It is sad, really, the frequency with which gun violence forces its way into our national consciousness. Whether it is mass murder on a college campus, in a shopping center in Arizona, in a crowded movie theater, at a place of worship, or at an elementary school, the spectacular injustice of wholesale slaughter has become a familiar story. It is a recurring theme of our national narrative.
The sadness of the situation is double-edged. On one side is the personal tragedy endured by the victims and those who love them. This is a sadness mixed with grief and anger at the unfairness of it all. On the other side is the recognition that our collective horror is by now numbed by the familiarity of the story. This is a sadness that comes from helplessness. We are lost, and there is no clear signpost leading us to a place of safety.
The voices that emerge in the wake of these tragedies are familiar. We hear calls for vengeance, prayers for the victims, and loud trumpeting for reforms that will prevent this from ever happening again. We also hear the somber voices of the status quo, telling us that the worst thing we can do is to overreact and infringe on Americans’ right to bear arms.
In the state of Georgia, our legislature, which has convened for its annual session this year in the chilly aftermath of the murders at Sandy Hook Elementary School, may consider another kind of reaction.
House Bill 35 would allow for public school administrators to possess and carry firearms while on school property, at a school function, or on a school bus. This proposed law would allow for specific school office workers to carry loaded weapons anywhere within the “school safety zone.”
There are a lot of potent and provocative arguments in favor of and against gun control. There are many theories as to why the United States seems so addicted to gun violence, and a correspondingly large number of theories on what should be done about it. I am content to allow others to parse the constitutional issues for the solution to this dilemma. My concern here is the impact of training professional educators to serve as armed guards – on students and on the educators themselves. This proposed policy raises serious questions about the role of school in teaching children how to cope with violence in our society.
As a teacher and a parent, as an individual concerned with education policy and the way schools interact with society at large, I see these kinds of moments as tests of our institutions’ ability to deal with the extraordinary and horrific.

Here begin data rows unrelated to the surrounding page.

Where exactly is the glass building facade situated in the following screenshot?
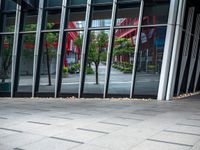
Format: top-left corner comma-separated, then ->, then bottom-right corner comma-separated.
0,0 -> 200,99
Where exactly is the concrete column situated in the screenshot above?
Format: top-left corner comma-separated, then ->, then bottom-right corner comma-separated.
54,0 -> 67,97
78,0 -> 91,98
11,5 -> 21,97
186,14 -> 200,93
166,0 -> 186,100
130,0 -> 144,98
103,0 -> 117,98
32,0 -> 44,97
177,7 -> 195,95
157,0 -> 179,100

When the shooting at Sandy Hook occurred, my children came home from school talking about it. One brought home an anxious and sincere letter from his school’s principal. Both of them seemed to understand that something dire had occurred, but there was a curious disconnection between their reaction and the fear experienced by the adults. Adults are swept up by their imagination – what would I do if this happened to my family? They are capable of being stunned by the news because they remember when such things were exceptional if not unthinkable. To the kids, these incidents are practically a regular part of life – not unlike the many other aspects of the world that they are too young to experience personally, but are assured by adults to be normal and natural.
What does it say to impressionable young people that episodes of mass murder are regularly in the news? What message does it convey when one man snuffs out the lives of innocent children, and people rush to defend his right to possess the tools he used to commit this atrocity. At an age when children are developing their ideas about how the world works, what ideas are natural consequences of such an event?
What is the message if children now see their principal patrolling the halls with a sidearm strapped to his leg? Will they feel protected, or will they feel the fear of an impending incident? Even if panic is not the result, how can they fail to see that the principal’s answer to the threat of danger will be deadly force? What attitude does this teach about how to deal with adversity?
School officials should not carry guns. The remote possibility that these guns would actually prevent physical harm to anyone is vastly outweighed by the significant psychological harm that would occur. School administrators are authority figures and role models for our children. To communicate that any part of their authority comes from a firearm is to send a very unhealthy message to the children of this country.